According to the data collected by the Federal Reserve, a total of 17 different credit card companies issued more than one thousand college card agreements. As but just one example of the 17, Chase Bank spent over $13 million to entice new student customers. This of course does not take into account the cost of each company’s employees’ time on campus recruiting new customers.
At the same time, to get a sense as to how much these credit card companies are making off of students, this $83 million enabled card companies to sign up 53,000 new student clients. This translates to an astonishing figure: these companies spent, on average, about $1,600 for each and every student just for the right to sign these new customers up.
Yes, these companies spent $1,600 just for the right to try to get a card in your hands. Anyone with a basic business understanding realizes that to make up these initial marketing costs, the cards offered have to be laced with fees and high interest rates. Otherwise, these companies would not spend such extraordinary sums of money just to get the chance to sign you up for card.

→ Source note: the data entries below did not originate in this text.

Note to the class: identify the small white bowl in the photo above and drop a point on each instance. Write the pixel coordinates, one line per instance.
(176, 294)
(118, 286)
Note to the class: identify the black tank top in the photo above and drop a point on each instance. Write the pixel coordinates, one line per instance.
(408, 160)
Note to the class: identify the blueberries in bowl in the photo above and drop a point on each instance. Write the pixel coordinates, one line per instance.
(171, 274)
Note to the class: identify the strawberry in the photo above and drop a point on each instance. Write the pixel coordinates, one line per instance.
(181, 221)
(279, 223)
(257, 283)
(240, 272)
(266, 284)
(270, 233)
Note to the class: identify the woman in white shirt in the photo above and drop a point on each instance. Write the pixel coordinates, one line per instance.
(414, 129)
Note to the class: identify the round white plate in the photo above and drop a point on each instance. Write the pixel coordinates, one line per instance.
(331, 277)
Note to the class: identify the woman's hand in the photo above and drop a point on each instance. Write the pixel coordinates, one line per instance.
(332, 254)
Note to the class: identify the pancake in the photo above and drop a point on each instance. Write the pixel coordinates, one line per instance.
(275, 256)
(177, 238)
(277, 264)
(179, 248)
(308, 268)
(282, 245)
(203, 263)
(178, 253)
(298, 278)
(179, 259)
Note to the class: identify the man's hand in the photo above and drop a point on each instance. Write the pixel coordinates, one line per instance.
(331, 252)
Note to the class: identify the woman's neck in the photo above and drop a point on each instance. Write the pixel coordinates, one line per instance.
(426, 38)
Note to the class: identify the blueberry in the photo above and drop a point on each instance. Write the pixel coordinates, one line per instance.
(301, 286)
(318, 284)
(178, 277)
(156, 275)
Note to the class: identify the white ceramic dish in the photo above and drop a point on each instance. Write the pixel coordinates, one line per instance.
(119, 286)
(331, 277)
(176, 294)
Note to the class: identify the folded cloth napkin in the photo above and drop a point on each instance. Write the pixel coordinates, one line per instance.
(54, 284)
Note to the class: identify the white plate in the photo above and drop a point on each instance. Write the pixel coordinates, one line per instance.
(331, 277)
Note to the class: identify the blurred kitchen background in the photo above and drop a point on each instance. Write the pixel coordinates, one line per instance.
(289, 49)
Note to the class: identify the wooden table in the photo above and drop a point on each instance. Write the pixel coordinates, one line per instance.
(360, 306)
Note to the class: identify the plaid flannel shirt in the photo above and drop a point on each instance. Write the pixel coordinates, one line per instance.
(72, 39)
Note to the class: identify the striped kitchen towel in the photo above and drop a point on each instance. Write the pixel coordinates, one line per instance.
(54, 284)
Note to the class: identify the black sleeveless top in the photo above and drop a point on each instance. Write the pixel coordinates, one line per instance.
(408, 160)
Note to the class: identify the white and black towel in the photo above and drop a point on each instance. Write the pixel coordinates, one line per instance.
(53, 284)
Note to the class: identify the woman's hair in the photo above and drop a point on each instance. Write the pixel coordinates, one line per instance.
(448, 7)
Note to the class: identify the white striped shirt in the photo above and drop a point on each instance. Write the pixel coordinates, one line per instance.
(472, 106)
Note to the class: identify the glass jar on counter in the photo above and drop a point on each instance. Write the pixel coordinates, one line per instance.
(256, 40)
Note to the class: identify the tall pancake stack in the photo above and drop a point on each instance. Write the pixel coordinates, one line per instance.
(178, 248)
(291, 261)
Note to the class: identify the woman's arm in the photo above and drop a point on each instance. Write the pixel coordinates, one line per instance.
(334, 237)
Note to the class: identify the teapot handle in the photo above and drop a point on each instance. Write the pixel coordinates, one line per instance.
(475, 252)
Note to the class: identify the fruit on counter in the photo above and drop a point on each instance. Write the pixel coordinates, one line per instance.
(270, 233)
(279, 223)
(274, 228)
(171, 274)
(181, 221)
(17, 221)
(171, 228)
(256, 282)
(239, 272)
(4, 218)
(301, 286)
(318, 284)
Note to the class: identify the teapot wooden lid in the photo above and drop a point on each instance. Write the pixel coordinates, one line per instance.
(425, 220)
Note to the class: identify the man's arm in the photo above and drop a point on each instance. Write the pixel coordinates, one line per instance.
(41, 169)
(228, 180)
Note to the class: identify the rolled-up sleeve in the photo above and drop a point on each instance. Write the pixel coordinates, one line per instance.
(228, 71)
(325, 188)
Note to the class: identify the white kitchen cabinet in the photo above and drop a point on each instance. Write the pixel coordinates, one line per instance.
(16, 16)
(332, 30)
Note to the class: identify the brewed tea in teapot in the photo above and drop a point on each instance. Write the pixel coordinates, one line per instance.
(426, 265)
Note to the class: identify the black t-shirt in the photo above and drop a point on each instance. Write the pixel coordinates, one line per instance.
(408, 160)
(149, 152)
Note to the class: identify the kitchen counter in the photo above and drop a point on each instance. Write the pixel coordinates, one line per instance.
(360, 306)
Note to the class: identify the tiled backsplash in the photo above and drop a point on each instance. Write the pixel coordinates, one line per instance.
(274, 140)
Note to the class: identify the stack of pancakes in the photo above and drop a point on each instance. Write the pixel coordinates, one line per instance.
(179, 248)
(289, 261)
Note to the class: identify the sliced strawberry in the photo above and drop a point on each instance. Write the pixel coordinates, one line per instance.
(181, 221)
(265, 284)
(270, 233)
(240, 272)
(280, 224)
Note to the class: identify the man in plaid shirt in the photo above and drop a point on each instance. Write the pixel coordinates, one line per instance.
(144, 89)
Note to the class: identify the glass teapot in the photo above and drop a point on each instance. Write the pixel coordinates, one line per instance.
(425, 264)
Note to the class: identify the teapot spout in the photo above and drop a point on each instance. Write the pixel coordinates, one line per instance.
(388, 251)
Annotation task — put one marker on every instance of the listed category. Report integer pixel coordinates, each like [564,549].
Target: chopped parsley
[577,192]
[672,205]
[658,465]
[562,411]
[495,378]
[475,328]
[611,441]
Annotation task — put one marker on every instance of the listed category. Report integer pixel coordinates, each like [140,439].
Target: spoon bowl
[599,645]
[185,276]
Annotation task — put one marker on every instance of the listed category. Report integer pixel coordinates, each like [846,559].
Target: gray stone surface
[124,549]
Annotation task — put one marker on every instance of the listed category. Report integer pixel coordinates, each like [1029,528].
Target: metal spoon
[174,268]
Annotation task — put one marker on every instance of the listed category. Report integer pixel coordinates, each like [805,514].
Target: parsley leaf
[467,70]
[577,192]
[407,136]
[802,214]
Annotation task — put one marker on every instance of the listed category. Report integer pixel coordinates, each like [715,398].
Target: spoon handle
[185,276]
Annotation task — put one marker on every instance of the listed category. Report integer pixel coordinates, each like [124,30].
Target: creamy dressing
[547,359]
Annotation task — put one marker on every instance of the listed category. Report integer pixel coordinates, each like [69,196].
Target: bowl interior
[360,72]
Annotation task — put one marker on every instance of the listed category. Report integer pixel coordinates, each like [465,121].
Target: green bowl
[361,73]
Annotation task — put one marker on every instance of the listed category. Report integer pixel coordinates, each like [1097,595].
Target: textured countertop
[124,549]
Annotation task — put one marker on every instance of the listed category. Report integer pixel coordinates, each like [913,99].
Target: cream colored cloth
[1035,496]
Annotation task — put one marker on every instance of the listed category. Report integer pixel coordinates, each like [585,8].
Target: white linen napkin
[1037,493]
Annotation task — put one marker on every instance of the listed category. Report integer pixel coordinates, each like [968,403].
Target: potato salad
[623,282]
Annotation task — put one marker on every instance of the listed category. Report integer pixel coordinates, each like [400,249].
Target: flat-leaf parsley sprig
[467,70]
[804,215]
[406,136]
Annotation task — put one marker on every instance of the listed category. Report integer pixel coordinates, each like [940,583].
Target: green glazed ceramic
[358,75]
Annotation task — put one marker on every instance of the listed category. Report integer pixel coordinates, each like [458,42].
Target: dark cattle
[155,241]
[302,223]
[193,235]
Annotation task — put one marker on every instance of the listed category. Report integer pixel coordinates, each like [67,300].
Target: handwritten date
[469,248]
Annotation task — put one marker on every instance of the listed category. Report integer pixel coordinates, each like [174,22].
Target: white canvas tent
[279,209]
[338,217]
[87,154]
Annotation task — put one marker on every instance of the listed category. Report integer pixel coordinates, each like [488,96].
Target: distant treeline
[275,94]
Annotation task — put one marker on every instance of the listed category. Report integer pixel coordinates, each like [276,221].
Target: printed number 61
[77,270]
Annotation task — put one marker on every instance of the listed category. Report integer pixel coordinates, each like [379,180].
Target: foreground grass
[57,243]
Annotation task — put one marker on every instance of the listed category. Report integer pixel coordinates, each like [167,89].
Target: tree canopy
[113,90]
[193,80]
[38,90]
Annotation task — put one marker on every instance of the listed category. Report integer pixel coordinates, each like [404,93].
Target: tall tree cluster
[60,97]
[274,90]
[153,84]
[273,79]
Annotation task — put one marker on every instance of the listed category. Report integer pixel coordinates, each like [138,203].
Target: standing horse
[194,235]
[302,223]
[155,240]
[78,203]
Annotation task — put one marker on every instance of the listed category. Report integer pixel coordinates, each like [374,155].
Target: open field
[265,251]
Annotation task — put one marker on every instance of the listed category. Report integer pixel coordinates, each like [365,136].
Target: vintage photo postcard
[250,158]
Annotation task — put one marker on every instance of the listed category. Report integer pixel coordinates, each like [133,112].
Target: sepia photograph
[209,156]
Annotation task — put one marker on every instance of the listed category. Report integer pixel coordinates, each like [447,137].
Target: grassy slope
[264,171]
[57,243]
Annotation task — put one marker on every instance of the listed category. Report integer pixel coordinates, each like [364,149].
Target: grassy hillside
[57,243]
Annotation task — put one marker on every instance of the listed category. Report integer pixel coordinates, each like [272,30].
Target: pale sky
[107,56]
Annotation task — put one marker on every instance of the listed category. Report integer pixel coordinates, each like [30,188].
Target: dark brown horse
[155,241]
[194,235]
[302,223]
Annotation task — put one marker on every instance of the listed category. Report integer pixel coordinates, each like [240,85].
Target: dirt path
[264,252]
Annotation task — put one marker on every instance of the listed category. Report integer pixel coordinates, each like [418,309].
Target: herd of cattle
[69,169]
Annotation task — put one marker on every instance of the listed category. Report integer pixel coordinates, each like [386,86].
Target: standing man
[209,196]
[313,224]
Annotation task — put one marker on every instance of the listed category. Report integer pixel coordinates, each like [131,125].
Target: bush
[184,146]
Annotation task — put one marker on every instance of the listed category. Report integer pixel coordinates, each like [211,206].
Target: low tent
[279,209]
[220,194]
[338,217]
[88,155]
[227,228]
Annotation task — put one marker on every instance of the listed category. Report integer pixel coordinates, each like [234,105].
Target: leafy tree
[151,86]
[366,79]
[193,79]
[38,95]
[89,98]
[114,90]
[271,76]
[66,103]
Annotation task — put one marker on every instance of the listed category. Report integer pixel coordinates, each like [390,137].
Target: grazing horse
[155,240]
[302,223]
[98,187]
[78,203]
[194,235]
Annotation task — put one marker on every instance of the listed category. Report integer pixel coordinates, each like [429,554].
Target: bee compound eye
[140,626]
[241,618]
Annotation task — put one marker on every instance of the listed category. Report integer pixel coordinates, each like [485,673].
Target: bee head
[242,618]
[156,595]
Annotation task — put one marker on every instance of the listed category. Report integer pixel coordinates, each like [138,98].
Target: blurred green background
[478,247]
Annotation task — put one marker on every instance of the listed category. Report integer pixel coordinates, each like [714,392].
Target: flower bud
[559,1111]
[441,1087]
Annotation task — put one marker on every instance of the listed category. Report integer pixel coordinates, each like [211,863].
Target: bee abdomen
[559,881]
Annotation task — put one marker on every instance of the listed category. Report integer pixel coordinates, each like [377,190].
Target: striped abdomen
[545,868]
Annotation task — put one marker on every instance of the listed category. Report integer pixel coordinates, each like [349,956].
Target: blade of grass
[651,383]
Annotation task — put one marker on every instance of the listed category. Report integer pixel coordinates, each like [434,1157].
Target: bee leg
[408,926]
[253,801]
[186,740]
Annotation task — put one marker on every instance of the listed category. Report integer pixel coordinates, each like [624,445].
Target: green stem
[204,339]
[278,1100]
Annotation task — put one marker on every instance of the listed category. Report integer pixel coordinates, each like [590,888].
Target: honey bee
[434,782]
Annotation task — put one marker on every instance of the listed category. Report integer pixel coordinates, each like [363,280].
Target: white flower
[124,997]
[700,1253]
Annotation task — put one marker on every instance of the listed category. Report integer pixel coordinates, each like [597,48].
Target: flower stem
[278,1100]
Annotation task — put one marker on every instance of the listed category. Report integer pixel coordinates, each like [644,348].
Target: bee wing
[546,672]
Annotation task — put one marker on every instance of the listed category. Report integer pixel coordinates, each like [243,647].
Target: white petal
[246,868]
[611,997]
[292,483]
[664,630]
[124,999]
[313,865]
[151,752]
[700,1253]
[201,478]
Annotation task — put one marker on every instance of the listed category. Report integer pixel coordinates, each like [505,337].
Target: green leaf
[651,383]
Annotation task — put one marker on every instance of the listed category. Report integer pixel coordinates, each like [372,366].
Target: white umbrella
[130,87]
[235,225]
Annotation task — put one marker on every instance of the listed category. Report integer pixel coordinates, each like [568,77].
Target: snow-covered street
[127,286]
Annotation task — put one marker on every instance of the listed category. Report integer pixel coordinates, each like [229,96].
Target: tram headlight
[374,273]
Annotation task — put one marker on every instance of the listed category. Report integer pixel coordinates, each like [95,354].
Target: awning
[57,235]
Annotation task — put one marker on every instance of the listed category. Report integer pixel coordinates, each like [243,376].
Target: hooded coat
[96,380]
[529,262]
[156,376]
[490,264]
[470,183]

Their goal is simple – get a card into your hands and then start charging you excessive fees whenever you miss a payment or incredible interest rates when you are unable to pay off the loan balance immediately.
Don’t Get a Card on Campus
The thought of easy access to credit can be enticing but students need to understand that those card companies on campus are simply not the ones to consider. If you head over to CreditCardConnection.org you will see a list of those companies that Credit Card Connection warns consumers to avoid due to their unfair and unethical practices.
A single credit card to be used in emergency situations is a good idea. But not all cards are created equal – do your homework and find a card that has reasonable interest rates and minimal finance charges. Many credit unions offer a card that offers reasonable access to credit as well as a fair fee structure should you not be able to keep your monthly balance zeroed out.
The bottom line is that debt is a very bad thing and we are talking all forms, student loan and credit card. But the most insidious is credit card where card companies take advantage of unsuspecting students.
If you see one of those card companies on your local campus, you would do yourself a favor if you began walking in the other direction as fast as you can.